Scorsese uses 3D in creating Hugo

By Scout Livesey/Eagle Post staff

In a world where 3D movies have become nothing more than an exaggerated push of objects toward an audience as an excuse to create extra revenue and to give the director a false sense of accomplishment for producing a movie in “3D”, director Martin Scorsese’s “Hugo” is a fresh and invigorating take on the progressive art of 3D film making.

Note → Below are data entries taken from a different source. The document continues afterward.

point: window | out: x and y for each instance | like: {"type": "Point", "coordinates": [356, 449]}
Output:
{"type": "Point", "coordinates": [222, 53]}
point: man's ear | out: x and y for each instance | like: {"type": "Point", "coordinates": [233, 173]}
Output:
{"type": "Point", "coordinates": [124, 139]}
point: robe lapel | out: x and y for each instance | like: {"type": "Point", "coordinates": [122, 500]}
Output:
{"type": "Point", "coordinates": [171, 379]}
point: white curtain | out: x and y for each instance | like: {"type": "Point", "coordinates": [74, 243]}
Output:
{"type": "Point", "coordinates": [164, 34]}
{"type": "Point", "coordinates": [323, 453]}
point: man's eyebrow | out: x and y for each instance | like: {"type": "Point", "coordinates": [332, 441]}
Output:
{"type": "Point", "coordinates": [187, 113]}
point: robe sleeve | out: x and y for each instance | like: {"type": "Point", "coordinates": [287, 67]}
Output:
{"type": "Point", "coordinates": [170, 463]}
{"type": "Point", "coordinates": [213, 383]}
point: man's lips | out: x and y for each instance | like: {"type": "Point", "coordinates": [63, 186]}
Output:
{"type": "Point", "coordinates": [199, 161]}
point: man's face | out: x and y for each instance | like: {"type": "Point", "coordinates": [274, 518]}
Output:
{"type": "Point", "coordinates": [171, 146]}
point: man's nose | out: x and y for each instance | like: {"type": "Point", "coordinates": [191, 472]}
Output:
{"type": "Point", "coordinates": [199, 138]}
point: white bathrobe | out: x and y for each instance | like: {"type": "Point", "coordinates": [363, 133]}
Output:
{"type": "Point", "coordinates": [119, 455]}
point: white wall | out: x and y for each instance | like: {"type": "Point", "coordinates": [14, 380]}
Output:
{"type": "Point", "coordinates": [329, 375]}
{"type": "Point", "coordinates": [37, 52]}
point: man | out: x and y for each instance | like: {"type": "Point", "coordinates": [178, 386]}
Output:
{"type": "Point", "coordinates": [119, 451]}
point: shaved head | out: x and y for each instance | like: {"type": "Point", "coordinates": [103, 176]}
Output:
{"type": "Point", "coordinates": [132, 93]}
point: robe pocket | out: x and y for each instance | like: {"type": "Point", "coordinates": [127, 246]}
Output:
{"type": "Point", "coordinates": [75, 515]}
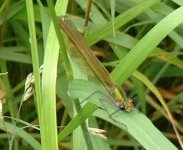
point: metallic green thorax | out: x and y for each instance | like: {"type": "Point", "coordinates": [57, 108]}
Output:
{"type": "Point", "coordinates": [99, 70]}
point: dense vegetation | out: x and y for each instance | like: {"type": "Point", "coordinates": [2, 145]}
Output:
{"type": "Point", "coordinates": [42, 84]}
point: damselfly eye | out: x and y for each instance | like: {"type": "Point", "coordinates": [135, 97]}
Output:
{"type": "Point", "coordinates": [135, 101]}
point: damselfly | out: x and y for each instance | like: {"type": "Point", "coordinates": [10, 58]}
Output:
{"type": "Point", "coordinates": [77, 39]}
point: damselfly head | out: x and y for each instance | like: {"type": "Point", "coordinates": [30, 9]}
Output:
{"type": "Point", "coordinates": [128, 105]}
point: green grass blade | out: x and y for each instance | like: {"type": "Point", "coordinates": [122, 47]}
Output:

   Scorsese sees 3D more than just a toy to tinker with as other directors appear to, and takes 3D filmmaking beyond its childish days, fulfilling its true potential as more than a cheap trick by weaving it into the very foundation of the film. Every snowflake and speck of dust that floats through each scene mimics the reflection of reality, transforming the dark, warm theater into a cold night, leaving the audience lost in the detail of every scene. His use of 3D creates the sensation that you are more than a casual, curious moviegoer who happened to stumble in the theater, but that you are there, joining Hugo, a dark haired blue eyed orphan played by Asa Butterfield, through his adventure as a silent character yourself.

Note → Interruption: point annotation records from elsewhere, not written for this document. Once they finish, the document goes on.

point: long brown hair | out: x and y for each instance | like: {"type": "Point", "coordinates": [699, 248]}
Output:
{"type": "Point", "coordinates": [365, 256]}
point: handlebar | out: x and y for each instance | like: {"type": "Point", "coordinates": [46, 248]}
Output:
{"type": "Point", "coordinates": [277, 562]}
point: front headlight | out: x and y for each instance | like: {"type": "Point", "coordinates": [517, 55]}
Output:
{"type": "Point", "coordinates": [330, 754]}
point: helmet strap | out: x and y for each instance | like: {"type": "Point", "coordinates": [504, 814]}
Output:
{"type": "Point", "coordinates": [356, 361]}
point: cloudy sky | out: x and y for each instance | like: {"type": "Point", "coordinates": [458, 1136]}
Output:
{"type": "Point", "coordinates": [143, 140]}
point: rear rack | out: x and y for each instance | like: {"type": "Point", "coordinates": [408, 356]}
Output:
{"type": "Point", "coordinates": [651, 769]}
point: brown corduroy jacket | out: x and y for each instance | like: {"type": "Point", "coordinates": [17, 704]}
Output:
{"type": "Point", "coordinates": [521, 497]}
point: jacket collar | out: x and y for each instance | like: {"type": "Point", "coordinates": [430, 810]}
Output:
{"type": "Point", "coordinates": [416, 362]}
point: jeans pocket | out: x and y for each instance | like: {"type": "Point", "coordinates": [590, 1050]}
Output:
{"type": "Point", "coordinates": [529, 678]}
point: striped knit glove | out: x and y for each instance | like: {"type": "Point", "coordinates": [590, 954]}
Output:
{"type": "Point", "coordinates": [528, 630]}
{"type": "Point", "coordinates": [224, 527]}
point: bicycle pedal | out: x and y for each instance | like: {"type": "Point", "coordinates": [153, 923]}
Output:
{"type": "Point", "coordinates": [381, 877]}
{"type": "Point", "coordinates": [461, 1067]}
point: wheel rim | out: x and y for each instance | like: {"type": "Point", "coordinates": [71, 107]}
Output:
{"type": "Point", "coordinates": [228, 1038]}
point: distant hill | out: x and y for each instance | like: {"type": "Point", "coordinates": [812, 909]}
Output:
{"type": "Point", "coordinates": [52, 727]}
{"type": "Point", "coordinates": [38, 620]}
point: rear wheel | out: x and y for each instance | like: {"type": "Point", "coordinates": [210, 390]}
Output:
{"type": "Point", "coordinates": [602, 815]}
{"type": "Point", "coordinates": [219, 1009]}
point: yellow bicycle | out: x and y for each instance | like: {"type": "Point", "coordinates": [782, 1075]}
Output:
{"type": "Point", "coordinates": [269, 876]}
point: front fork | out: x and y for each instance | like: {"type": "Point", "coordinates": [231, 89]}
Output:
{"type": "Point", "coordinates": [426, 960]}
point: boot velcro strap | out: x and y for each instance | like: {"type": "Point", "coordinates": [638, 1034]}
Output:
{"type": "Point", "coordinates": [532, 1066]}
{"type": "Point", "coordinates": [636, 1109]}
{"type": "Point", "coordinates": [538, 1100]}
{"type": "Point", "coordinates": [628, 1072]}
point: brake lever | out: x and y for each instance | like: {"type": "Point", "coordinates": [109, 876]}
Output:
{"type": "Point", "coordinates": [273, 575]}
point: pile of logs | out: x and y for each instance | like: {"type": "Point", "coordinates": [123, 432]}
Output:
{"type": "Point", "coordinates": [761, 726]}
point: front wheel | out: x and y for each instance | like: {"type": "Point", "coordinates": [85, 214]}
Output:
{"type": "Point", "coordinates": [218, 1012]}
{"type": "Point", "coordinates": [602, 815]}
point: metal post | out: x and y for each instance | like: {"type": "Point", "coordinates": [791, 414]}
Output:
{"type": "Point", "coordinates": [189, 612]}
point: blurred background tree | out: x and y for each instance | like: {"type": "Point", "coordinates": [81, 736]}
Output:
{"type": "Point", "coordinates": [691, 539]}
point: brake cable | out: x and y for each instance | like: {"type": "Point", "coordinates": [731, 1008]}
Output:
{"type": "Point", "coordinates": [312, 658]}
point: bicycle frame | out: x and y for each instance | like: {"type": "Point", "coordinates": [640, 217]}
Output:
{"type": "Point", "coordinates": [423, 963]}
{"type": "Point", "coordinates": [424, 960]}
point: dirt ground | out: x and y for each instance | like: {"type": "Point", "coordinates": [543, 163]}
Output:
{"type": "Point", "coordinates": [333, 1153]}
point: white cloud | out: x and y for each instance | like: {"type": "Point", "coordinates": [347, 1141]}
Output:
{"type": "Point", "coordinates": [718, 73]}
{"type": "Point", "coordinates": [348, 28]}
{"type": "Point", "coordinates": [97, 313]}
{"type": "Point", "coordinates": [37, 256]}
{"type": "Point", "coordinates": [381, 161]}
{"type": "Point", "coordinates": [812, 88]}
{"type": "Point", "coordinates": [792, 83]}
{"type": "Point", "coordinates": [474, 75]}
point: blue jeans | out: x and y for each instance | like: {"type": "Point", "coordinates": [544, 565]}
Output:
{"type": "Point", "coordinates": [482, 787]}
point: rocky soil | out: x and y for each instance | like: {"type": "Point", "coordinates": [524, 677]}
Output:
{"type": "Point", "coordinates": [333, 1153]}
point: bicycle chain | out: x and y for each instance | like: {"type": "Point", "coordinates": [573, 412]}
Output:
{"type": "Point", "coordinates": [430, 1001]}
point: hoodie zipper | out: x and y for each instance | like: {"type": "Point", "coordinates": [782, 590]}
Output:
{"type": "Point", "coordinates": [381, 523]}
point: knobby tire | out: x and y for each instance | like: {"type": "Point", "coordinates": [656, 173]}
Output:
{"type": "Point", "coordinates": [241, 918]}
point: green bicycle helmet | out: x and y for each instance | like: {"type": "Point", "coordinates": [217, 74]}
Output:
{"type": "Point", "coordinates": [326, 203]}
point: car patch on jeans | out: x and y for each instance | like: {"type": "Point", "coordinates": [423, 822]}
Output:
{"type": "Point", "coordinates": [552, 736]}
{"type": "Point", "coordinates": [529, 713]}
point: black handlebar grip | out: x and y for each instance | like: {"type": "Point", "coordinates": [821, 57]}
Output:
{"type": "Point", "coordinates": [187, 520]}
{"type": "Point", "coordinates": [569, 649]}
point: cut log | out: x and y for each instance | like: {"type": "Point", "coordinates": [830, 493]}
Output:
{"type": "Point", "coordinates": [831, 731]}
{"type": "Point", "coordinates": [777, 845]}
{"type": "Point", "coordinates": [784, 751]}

Based on “The Adventures of Hugo Cabret”, a children’s book by Brian Selznick set in depression 1930’s Paris, “Hugo” takes us into a lively train station where all of the clocks are run in secret by an orphaned Hugo who spends his time stealing parts from a secretive grouchy shopkeeper; played by Ben Kinglsy, in order to fix a mysterious automaton that him and his late father, played by Jude Law, would spend quality time together trying to fix.

Misfortune befalls our hero when he is caught stealing from the grouchy shop keeper and is forced to work there to pay off everything he has stolen. After the shopkeeper steals a book of notes that his father kept that are necessary to fix  his father’s mystery machine, Hugo befriends the shopkeepers curious goddaughter Isabelle, played by Chloe Grace Moretz, who loves a good mystery and helps Hugo on his quest to get the book and fix his father’s machine. The two spend time running around the station while avoiding the patrolling guard, investigating the mysteries of well, everything, which leads to most fantastic mystery and discovery of all, which I will not spoil here.

Overall, Martin Scorsese has created a 3D masterpiece filled with wonder and mystery that both children and adults can enjoy.